Against the intention-based objection to euthanasia

In this post, Harrison Lee (University of Mississippi) discusses his article recently published in the Journal of Applied Philosophy on the intention-based objection to euthanasia.

Many opponents of euthanasia argue that it is impermissible simply because it involves intentionally killing a patient. By contrast, they often accept practices like palliative sedation (PS), even when these foreseeably hasten death. The usual explanation appeals to the doctrine of double effect: it is sometimes permissible to cause harm or evil as a foreseen side effect, but never permissible to cause it as an intended means.

I want to challenge this way of thinking. The distinction between intending death and merely foreseeing it does not do the moral work it is often taken to do in arguments against euthanasia. In particular, there are cases in which it is clearly permissible to act because one will thereby cause death—and it is hard to maintain that acting in order to cause death is any worse.

A simple thought about everyday reasoning helps set the stage. Suppose you throw a party because you know your friends will feel obliged to clean up afterwards. You throw the party in order to have fun—but only because your friends will help you clean up afterwards. Still, it would be odd to say that you throw the party in order to cause your friends to help you clean up the resulting mess. That would be irrational, since the mess would not even exist in the first place if you did not throw the party. The fact that your friends will clean up is a reason for your action, but not its aim.

Something similar could happen in medical cases:

Fanatical Director Scenario
Mr. Gray is in severe distress near the end of his life. Dr. Clemens can administer palliative sedation (PS) to relieve his suffering while he is still alive.
 
The hospital director, Dr. Smith, fanatically opposes PS. If PS is administered and the patient is still alive at 5:30 PM, Smith will torture him as punishment. If no PS is administered, Smith does nothing.
 
Dr. Clemens knows:
– If she administers PS at 5:00 PM, it will cause Mr. Gray to die by 5:20 PM.
– If she does not administer PS, Mr. Gray will not be tortured.
 
She administers PS in order to relieve Mr. Gray’s suffering while he is still alive. She is also aware that doing so will cause him to die before 5:30 PM and thus will not subject him to Smith’s abuses.

How should we describe Dr. Clemens’s reasoning?

It would be a mistake to say that she administers PS in order to make Mr. Gray die before 5:30 PM. It would be irrational for her to administer PS to Mr. Gray in order to protect him from abuses (at the hands of Dr. Smith) that he would not be subjected to in the first place if she did not administer it. Indeed, this would be just as irrational as throwing a party in order to cause your friends to clean a mess that would not exist if you did not throw it.

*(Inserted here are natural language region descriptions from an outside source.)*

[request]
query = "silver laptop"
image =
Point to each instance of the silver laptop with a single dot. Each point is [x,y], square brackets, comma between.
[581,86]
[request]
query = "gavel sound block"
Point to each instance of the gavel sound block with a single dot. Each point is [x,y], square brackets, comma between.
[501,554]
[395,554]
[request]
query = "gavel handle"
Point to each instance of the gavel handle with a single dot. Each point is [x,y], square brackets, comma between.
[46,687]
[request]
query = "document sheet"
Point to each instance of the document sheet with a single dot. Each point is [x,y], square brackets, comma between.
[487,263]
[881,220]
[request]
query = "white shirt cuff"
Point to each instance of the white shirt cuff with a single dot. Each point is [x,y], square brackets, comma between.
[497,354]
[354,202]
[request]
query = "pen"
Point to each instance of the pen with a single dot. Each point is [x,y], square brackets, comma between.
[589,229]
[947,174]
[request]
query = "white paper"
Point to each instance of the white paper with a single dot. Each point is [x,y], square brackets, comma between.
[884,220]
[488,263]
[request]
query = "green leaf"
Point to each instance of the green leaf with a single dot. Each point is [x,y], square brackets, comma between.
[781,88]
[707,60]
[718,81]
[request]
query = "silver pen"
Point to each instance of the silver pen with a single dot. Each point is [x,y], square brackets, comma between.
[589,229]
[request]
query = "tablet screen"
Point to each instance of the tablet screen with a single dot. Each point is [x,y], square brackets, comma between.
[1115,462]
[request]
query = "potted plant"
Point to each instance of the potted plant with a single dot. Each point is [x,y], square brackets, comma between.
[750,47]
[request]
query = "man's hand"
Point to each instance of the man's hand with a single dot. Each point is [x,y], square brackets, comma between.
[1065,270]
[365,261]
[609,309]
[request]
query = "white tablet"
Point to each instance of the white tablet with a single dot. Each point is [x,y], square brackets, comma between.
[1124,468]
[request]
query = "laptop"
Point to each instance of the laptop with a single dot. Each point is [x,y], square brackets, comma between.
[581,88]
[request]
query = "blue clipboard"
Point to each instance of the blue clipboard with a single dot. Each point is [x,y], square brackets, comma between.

Instead, the right description is this: she administers PS in order to relieve Mr. Gray’s suffering while he is still alive, and she does so because she knows that doing so will not expose him to further harm—since it will bring about his death before Dr. Smith can intervene.

In other words, the fact that Mr. Gray will die is part of her reasoning, but not her goal. It reassures her that administering PS will not backfire and make things worse. The prospect of death functions as a reason in favor of the action, but she does not perform the action in order to cause death.

The crucial point is that Dr. Clemens’s action appears permissible. It would clearly be permissible to administer PS if the fanatical director were not present. And it is hard to see how his mere presence could make it impermissible to do what is best for the patient when, given the timing, he will not in fact be harmed by him.

I think it follows that it can be permissible to intentionally cause death as a means of relieving suffering. If death were always an evil that must not guide our actions, then it would be morally problematic for Dr. Clemens to be guided by the prospect of causing Mr. Gray to die. But this is not the case.

Why is it permissible for Dr. Clemens to be guided by the prospect of killing her patient? I think he answer is very simple. It is that Mr. Gray’s death will benefit him by preventing him from being tortured by Dr. Smith, and thus, from suffering a greater harm.

Opponents of euthanasia might respond by arguing that it is wrong for physicians to intentionally kill even where death benefits the one who dies. For example, they might argue that intentionally causing death always violates the aims of medicine or the dignity of the patient.

But these objections also imply—implausibly—that Dr. Clemens acts impermissibly in Fanatical Director. Dr. Clemens is guided in part by the fact that administering PS will cause Mr. Gray to die. If being guided by the prospect of causing death were always morally corrupting or incompatible with medical practice, then her action should be impermissible too. But it is not.

The deeper lesson is that death is not always an unconditional evil in medical decision-making. Sometimes, given the alternatives, death can benefit the patient by preventing a greater harm. Once we recognize this, the intention-based objection to euthanasia loses much of its force. The mere fact that euthanasia involves intending death is not enough, by itself, to show that it is impermissible.


Harrison Lee is currently a Visiting Assistant Professor of Philosophy at the University of Mississippi and will join UCLA as a Postdoctoral Clinical Ethics Fellow in 2026. His research focuses on bioethics and normative ethics.